There is a reason for this lack of contextual factors. And it's not a happy one. Simon LeVay, neuroscience known for his work with gay men, claims that "America was not the birthplace of the gay-rights movement." Berlin was. Was.

The erasure of LGBTQ+ people, especially transgender people, has been amplified through historical revisionism and censorship throughout the years. An example? The Berlin book burning.

The Berlin book burnings occurred in May 1993, by German university students. This was the largest of the orchestrated burnings, but many occurred throughout the nation. These burnings targeted literature that did not fit within Nazi standards or had "un-German spirit." Many of these works were written and published by Jewish authors. The propaganda minister, Joseph Goebbels, claimed: "The era of extreme Jewish intellectualism has come to an end."

Magnus Hirschfield, a sexologist, was one of the many authors who would see the flames of censorship seize his work. Hirschfield formed the Scientific-Humanitarian Committee, dedicated to the social recognition of LGBTQ+ individuals. It was the first queer advocacy group, ever.

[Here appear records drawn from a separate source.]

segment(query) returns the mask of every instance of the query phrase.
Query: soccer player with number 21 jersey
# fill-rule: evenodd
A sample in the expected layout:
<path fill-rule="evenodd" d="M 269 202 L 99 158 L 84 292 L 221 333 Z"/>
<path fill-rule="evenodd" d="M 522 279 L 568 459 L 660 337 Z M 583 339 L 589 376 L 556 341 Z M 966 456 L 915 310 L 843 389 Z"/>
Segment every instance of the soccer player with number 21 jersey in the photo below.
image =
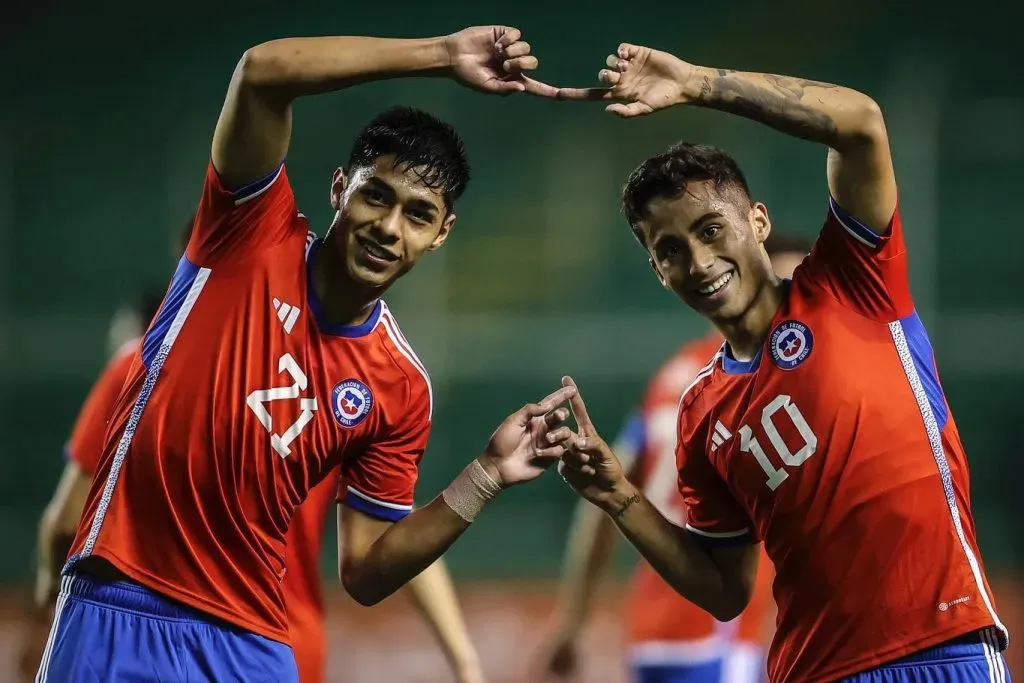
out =
<path fill-rule="evenodd" d="M 286 533 L 317 483 L 340 469 L 341 581 L 370 605 L 562 455 L 546 436 L 572 388 L 511 415 L 413 510 L 433 398 L 381 295 L 451 233 L 469 179 L 454 130 L 414 110 L 372 121 L 334 173 L 324 239 L 284 165 L 299 96 L 404 75 L 550 94 L 523 74 L 537 66 L 507 27 L 245 54 L 188 246 L 106 429 L 38 681 L 296 681 Z"/>
<path fill-rule="evenodd" d="M 735 161 L 680 143 L 643 162 L 625 214 L 657 279 L 725 343 L 679 402 L 685 529 L 629 480 L 578 394 L 559 470 L 677 592 L 728 622 L 775 568 L 772 683 L 1010 680 L 1008 634 L 971 517 L 968 463 L 907 284 L 885 123 L 867 96 L 707 69 L 623 44 L 604 87 L 623 117 L 721 110 L 828 147 L 824 225 L 792 281 Z M 574 386 L 569 378 L 563 382 Z"/>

Hirshcfield, along with Arnold Kronfeld, also ran the Institut für Sexualwissenschaft, or loosely translated, Institute of Sexology. Hirschfield pioneered the term "transsexualism," and many transgender people were both clients and employees of the Institute, and presented at conferences. The Institute also provided gender-affirming surgeries -- The "Danish Girl," Lili Elbe, underwent surgery here.

In early Berlin, LGBTQ+ magazines existed. LGBTQ+ bars, bookstores, and travel guides existed. Berlin was the birthplace of the LGBTQ+ movement, and many individuals thrived despite laws against homosexuality.

But this all changed when the Nazis came into power.

On May 6, students broke into The Institute and stole the archives of the library, including 12,000+ books. Only four days later, they were destroyed in the burning.

After Nazism took full reign in Germany, life changed completely for LGBTQ+ individuals. An estimated 100,000 men were arrested for homosexuality under Nazi Germany. Up to 15,000 of these men ended up in concentration camps.

We have lost countless, irreplaceable research due to Nazism. We have lost countless, irreplaceable lives due to Nazism.

And we can't let this happen again. With the rise of the far-right, with the passage of laws targeting LGBTQ+ people under the Trump administration, we are losing the progress we've made over the past several years.

So educate yourself on LGBTQ+ history. Speak out against bigotry.

The more education we provide, the less power bigotry will have.